Отец курил и смотрел в темноту. На улице не было ни души. У меня сразу же отлегло от сердца, и я взяла отца под руку. Он даже не шевельнулся. Стоял как каменное изваяние. Я моментально сообразила, что детские уловки уже не помогут, отпустила руку отца, но не уходила.
Пошел снежок. Из темноты посыпались белые хлопья, они незримо слетали на землю, но, попав в конус света неонового фонаря, вспыхивали — и каждая снежинка отплясывала короткий танец перед балконом Штрбы.
— Как красиво падает снег, правда, папка? — обратилась я к нему, когда он бросил сигарету.
— Ага, — сказал он, — снег.
Больше ничего. Через некоторое время:
— Иди спать, пожалуйста!
Тут мне стало вдруг страшно жалко всего, и у меня вырвалось:
— Я-то пойду, но знаешь, что с тобой уже совсем невозможно разговаривать!

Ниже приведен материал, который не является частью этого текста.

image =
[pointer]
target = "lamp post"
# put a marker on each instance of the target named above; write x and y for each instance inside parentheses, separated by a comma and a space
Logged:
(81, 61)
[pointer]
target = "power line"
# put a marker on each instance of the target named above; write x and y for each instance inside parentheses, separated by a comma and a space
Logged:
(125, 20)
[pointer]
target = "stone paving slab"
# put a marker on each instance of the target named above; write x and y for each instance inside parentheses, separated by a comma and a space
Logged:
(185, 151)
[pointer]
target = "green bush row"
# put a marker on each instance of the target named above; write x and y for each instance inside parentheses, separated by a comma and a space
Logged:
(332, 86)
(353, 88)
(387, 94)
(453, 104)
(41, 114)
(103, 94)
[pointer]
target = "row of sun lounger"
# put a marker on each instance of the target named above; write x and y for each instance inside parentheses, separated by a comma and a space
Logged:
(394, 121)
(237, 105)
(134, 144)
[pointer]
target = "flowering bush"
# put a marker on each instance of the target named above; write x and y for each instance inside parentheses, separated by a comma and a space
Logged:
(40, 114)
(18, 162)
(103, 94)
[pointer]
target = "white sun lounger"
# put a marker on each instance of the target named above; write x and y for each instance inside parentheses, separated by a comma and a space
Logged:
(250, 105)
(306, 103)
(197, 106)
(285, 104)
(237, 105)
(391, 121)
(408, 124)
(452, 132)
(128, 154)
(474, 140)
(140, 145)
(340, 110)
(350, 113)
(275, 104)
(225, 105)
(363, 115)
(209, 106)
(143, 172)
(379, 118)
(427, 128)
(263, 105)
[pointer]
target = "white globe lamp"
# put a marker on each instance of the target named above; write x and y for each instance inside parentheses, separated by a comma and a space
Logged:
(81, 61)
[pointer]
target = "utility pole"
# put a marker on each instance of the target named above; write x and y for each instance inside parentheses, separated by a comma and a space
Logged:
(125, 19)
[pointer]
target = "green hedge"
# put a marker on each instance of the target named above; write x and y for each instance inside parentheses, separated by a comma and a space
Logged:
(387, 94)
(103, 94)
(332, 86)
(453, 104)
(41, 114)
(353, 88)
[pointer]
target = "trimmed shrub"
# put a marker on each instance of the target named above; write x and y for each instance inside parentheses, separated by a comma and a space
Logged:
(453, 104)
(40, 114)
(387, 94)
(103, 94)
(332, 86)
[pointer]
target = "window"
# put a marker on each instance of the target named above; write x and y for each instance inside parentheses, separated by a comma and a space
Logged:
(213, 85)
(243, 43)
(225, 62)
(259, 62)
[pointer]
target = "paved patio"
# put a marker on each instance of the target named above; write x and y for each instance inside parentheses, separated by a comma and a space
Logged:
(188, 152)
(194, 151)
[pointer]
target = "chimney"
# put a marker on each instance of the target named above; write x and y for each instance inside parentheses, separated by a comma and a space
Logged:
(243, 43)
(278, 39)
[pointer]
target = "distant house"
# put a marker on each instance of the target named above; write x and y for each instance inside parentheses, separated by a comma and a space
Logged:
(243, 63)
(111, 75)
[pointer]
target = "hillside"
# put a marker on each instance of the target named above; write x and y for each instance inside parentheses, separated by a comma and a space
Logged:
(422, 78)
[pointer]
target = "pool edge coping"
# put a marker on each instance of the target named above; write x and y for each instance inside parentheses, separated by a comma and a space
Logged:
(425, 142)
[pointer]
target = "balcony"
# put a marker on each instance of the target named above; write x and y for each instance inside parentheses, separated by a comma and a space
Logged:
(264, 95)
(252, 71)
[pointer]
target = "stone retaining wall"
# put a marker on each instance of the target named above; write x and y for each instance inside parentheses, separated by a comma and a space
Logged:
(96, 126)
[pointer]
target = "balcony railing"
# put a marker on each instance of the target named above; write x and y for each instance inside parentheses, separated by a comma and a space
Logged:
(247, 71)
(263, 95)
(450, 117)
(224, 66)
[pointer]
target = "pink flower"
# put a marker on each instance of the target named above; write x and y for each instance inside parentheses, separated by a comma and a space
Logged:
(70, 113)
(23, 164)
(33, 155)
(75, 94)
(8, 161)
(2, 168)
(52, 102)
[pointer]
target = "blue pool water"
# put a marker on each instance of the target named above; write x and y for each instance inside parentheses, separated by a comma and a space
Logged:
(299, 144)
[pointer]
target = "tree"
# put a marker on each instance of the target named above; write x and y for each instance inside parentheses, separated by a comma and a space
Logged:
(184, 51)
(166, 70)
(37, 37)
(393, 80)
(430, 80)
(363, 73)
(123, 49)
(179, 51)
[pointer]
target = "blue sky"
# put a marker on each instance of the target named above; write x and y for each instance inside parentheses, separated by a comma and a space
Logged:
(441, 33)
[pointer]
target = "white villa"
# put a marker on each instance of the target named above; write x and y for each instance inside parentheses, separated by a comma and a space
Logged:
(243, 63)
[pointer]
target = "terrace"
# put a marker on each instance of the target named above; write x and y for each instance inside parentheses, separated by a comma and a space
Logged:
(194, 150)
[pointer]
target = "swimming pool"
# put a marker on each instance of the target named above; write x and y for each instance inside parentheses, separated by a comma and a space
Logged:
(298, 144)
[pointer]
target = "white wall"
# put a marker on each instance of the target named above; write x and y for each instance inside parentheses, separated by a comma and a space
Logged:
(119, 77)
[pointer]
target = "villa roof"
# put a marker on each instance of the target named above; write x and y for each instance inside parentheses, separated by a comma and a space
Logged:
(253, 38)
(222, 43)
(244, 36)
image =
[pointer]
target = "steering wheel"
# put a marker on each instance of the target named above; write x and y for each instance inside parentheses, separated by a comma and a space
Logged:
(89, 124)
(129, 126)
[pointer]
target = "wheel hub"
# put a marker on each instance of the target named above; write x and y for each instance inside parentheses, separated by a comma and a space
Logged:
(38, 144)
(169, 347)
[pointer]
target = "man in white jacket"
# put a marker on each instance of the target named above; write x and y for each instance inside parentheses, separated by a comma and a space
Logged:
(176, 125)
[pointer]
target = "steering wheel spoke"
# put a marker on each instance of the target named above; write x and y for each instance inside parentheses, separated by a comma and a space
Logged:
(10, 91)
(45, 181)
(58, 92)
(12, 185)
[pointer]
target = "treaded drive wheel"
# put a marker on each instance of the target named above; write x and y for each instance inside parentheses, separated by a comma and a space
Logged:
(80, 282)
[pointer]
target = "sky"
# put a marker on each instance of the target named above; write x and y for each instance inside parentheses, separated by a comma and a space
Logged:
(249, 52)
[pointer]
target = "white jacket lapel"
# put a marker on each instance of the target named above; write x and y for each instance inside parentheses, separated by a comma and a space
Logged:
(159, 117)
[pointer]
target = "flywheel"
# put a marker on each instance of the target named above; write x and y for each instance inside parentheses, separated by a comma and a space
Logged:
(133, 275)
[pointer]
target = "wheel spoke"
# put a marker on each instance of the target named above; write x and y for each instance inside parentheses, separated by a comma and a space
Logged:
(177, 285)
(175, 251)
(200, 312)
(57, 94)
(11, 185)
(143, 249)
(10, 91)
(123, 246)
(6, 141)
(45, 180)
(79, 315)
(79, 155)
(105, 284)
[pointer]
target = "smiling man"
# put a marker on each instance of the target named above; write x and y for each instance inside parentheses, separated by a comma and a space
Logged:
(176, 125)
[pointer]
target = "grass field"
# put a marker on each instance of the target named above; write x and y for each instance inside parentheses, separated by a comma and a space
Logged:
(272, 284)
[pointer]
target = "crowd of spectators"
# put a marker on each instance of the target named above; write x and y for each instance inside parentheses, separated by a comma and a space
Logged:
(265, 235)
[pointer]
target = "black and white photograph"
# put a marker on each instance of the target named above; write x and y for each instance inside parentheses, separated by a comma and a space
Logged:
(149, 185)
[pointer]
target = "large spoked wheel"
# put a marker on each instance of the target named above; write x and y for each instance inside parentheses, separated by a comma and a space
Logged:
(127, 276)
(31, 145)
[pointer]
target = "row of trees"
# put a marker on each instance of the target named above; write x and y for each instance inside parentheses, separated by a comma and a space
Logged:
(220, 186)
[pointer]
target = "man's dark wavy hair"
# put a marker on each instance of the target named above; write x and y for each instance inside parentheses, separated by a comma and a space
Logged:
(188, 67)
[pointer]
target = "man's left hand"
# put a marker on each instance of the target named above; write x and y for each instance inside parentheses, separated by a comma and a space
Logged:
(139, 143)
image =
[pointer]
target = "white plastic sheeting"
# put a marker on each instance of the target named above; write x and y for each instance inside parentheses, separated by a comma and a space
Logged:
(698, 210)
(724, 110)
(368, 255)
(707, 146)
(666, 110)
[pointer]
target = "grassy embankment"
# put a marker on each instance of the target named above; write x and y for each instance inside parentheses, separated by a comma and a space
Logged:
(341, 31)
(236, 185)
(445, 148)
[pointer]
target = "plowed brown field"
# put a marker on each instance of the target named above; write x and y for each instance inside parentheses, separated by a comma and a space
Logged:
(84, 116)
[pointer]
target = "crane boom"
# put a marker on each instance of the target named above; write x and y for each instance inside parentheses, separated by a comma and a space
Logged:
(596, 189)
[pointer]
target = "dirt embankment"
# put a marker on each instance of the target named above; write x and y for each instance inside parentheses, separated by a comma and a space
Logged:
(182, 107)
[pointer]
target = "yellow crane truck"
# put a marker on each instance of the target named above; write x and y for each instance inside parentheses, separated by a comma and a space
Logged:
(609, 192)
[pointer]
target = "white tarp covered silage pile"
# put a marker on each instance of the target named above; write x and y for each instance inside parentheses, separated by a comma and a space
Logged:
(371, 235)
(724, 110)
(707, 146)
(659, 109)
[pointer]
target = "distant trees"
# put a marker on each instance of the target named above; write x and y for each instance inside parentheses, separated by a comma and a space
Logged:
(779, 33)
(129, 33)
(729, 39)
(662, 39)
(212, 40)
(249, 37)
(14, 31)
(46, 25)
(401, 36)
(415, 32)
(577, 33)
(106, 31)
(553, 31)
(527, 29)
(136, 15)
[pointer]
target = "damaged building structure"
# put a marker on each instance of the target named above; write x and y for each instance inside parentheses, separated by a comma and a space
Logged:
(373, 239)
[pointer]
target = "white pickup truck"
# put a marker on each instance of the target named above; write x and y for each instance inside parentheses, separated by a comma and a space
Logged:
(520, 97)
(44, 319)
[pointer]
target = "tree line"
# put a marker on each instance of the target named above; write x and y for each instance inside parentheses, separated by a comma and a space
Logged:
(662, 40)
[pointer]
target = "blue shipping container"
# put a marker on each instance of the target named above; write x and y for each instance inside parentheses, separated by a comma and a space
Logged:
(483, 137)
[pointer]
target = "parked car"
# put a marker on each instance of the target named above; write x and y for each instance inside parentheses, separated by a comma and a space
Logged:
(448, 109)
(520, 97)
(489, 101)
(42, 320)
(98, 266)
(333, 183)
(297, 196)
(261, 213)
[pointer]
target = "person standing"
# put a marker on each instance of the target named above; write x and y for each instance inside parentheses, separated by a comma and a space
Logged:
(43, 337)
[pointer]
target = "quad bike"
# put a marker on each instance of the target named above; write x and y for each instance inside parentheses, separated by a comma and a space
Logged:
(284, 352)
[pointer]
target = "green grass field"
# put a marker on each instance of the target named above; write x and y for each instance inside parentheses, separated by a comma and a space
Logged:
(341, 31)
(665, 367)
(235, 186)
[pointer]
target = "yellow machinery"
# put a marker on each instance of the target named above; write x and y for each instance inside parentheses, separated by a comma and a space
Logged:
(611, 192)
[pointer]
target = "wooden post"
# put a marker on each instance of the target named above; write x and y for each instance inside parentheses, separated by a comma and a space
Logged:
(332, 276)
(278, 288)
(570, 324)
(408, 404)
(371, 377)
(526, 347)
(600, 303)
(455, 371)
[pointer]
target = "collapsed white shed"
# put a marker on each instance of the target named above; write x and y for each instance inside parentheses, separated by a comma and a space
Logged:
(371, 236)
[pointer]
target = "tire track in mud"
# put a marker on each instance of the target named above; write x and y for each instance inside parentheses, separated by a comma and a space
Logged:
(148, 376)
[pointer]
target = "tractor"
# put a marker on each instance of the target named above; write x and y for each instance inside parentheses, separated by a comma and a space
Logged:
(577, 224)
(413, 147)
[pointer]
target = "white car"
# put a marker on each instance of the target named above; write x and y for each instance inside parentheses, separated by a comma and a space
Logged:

Тогда отец повернулся ко мне и там, в холодной темноте на балконе, сказал:
— Вот как — со мной невозможно разговаривать… Ты забыла, Ольга, те времена, когда была правдивой девочкой. Были такие времена. Теперь ты научилась притворяться, и поэтому я ни о чем тебя не спрашиваю. Может быть, ты все поверяешь маме, но это меня уже не интересует. И не будет…
У меня потемнело в глазах. Господи, что мне было делать?! Сказать правду? Но как? Как?!!
— Ну, здорово ты меня огорошил, папка! — еле выговорила я.